Mas foi obviamente entre as mulheres que a banda encontrou sua maior plateia. Com mensagens vigorosas de força, elas urgiam que as mulheres fossem elas mesmas (“Double Dare Ya”), desejavam a morte do cara branco classe média que é a epítome do machismo (“White Boy”) e deixavam claro que não precisavam de homens (“Don’t Need You”).

REVOLUTION GIRL STYLE NOW

Kathleen ordenava que as mulheres viessem para a frente do palco, ficando seguras de qualquer tipo de violência e assédio e conquistando um espaço que antes era exclusivo dos homens. Elas incentivaram o surgimento de outras bandas, como Bratmobile e Heavens to Betsy (onde Corin Tucker, do Sleater-Kinney, começou) e inauguraram grupos de conscientização onde garotas de vinte e poucos anos, como elas, ou ainda mais novas, podiam se encontrar e quebrar o silêncio. E o Bikini Kill utilizava sua exposição para chamar mais garotas: convites para encontros e mensagens feministas eram feitos durante os shows. Kathleen foi até mesmo agredida, em uma apresentação, por causa disso: o agressor, depois descobriram, assassinou a ex-namorada algum tempo depois.

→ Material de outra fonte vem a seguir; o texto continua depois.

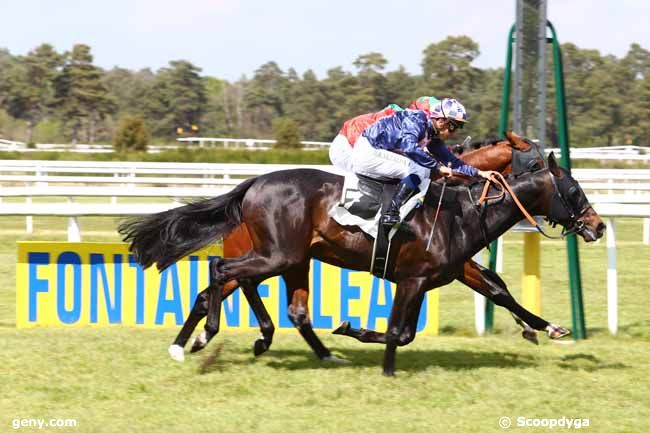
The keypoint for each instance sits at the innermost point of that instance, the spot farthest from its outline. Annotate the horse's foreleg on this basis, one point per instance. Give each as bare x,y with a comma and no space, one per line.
401,326
267,329
297,281
490,285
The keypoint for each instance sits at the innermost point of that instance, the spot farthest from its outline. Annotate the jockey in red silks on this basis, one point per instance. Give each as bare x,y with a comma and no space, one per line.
341,147
394,148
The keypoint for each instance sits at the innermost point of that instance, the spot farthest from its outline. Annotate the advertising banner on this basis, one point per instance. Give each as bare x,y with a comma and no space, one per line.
68,284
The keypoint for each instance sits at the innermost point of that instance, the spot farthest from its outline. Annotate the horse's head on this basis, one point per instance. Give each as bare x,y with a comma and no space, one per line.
569,206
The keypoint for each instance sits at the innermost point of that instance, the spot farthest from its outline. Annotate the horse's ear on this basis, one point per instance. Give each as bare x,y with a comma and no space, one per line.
516,141
552,165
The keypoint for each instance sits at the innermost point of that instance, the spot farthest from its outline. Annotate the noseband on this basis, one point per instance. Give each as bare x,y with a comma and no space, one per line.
562,211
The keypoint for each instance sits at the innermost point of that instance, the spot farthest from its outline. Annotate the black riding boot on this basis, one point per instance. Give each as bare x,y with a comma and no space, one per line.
391,217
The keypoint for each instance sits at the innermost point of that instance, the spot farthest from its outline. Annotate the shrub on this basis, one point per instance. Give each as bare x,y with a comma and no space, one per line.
131,134
286,134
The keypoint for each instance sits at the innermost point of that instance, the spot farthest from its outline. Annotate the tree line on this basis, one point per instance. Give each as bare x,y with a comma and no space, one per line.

Embora algumas coisas não tenham mudado – no Primavera Sound de 2015, Kathleen Hanna parou o show da sua nova banda, The Julie Ruin, para fazer declarações feministas e para convidar o público para uma nova edição local do Ladyfest -, o movimento chegou ao fim na mesma década em que começou. Musicalmente, o Riot Grrrl ia bem (o disco do ‘Bikini Kill Pussy Whipped’ vendeu 75.000 cópias, quase o dobro de vendas que ‘Bleach’, estreia do Nirvana, em seu primeiro ano). Politicamente, porém, não poderia se dizer o mesmo. Nas palavras de Tobi Vail: “Riot Grrrl se tornou tudo sobre ‘girl’, sobre a identidade e individualidade feminina, e nada sobre ‘riot’, sobre revolução”.

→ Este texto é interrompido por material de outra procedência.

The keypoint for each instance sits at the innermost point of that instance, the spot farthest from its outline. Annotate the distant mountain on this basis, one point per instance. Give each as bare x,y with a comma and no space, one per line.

A mesma coisa aconteceu com os slogans. GIRL POWER, originalmente cunhado por Hanna e Vail, ousava unir mulher ao conceito de poder. Infelizmente, na mesma década o jargão foi distorcido e capitalizado com o surgimento das Spice Girls, que vendiam a mesma ideia de GIRL POWER que se mercantiliza atualmente: individual, pessoal e sem dar a mínima para mulheres que precisam de poder real para sair de situações de violência.

FEMINISMO HOJE

Lá fora, o Ex Hex é uma das principais bandas ligadas ao feminismo. “Feminismo está em tudo o que fazemos – como pode ser diferente? Como mulheres, nós estamos sempre lutando contra a história e contra o padrão”, explica Betsy Wright, em entrevista exclusiva para este post. “Mulheres estão em todos os lugares sendo criativas, fazendo filmes, escrevendo roteiros, compondo músicas, tocando em bandas, trabalhando junto com outras mulheres ou sozinhas… eu só quero ver mais e mais”, ela incentiva.

O Bikini Kill acabou em 1997, mas Kathleen Hanna continuou fazendo música – e música boa – com o Le Tigre, de 1998 a 2011, e com o The Julie Ruin, resgatando a ex-colega de banda Kathi Wilcox, em 2010. Tobi Vail também continua na arte – ela é integrante da banda Spider & the Webs, envolvida com a gravadora Bikini Kill –, constantemente escrevendo e contribuindo para veículos. Mas ela rejeita a visão de feminismo como tendência. “A gente precisa ser cauteloso ao usar cultura e mídia para classificar a história. Feminismo é plural e contínuo – existe em muitas formas diferentes, simultaneamente, sem parar”, explica, nesta entrevista para a Popload. E segue: “O problema de movimentos jovens é que eles se perdem no individualismo. Uma ideia boa seria construir um movimento que realmente conectasse gerações diferentes”.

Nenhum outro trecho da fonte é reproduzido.